O Escafandro e a Borboleta (Le scaphandre et le papillon),
de Julian Schnabel (França, 2007)
por Fabio Diaz Camarneiro

Metamorfose pela comunicação

Após um acidente vascular cerebral, Jean-Dominique Bauby perdeu todos os movimentos do corpo, mas seu cérebro continuou funcionando perfeitamente. Na verdade, um movimento restou a Bauby: ele era capaz de mover uma pálpebra, e essa se tornou sua única forma de comunicação com o mundo exterior. Foi assim, piscadela atrás de piscadela, que Bauby pôde escrever um livro, escolhendo letra por letra a partir de um alfabeto. O grande risco em adaptar essa história para o cinema é cair num melodrama barato, novelesco, daqueles sob medida para que o público chore copiosamente. Julian Schnabel resolveu escapar dessa armadilha da maneira mais interessante: realizar um pequeno experimento de linguagem, um filme em primeira pessoa.

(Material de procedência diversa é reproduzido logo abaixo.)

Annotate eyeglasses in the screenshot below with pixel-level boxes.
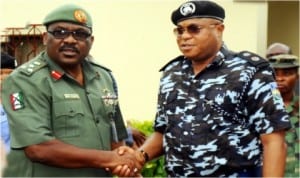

As primeiras cenas de O Escafandro e a Borboleta transcorrem a partir do ponto de vista de Bauby acordando do coma, logo depois do acidente. O recurso da câmera subjetiva, que poderia se transformar em mera afetação, termina por aproximar narração e personagem. Não se trata apenas de simular o ponto de vista ótico de Bauby, mas de colocar a câmera em uma condição espacial semelhante à do personagem: uma câmera aprisionada, que observa a partir do “escafandro” – apelido carinhoso de Bauby para o seu cárcere particular. Schnabel brinca com essa idéia do escafandro como cárcere ao escolher “La mer”, a clássica canção de Charles Trenet, para os créditos de abertura, sobre imagens de radiografias e instrumentos cirúrgicos.

O uso da primeira pessoa convida também a um olhar “interior”: passamos a perceber nosso próprio olhar a partir das limitações do olhar de Bauby. Após alguns minutos, é como se começássemos também a perceber nossa respiração, nossos movimentos musculares, a posição em que nossos membros se amontoam, sentados na sala de cinema. Observar Bauby nos convida a atentar ao nosso próprio corpo, essa “dulcíssima prisão”. Mas o corpo de Bauby (e a narração estritamente em primeira pessoa) é apenas um ponto de partida. Quando o personagem descobre uma maneira de se comunicar com o mundo, o filme começa a se aventurar na memória e na imaginação de Bauby. Temos momentos anteriores ao acidente, sua relação com o pai e com a ex-mulher e os filhos, e também arroubos de fantasia.

Aprisionamento e imaginação. Logo fica claro como O Escafandro e a Borboleta equilibra seus elementos principais. O jogo de oposições começa pelo título: um objeto pesado, de pouca mobilidade, feito para afundar no oceano, e um animal leve, que flutua ao vento. O filme se alimenta dessas oposições, que se aproximam e se complementam: corpo e imaginação, realidade e lirismo. É por atrelar a narrativa ao corpo de seu personagem que Schnabel consegue explorar com tanta intensidade os arroubos de imaginação de Bauby. A imaginação, aqui, nasce necessariamente de algo concreto.

Max von Sydow, que interpreta o pai de Bauby, merece comentário à parte. Há majestade em von Sydow: em seu porte, em sua voz, em seu rosto. Schnabel parece perceber isso, e o único momento em que a narração “escapa” de Bauby é quando vemos pai e filho conversando ao telefone (em outras conversas telefônicas durante o filme, temos apenas o ponto de vista de Bauby, que não pode ver a imagem, mas apenas ouvir a voz de quem está do outro lado da linha). O rosto de von Sydow carrega as memórias de sua trajetória no cinema: olhar para von Sydow faz a memória cinematográfica comece a vagar entre seus trabalhos anteriores. É a mesma estrutura de todo o filme: a partir daquele rosto, a imaginação alça vôo.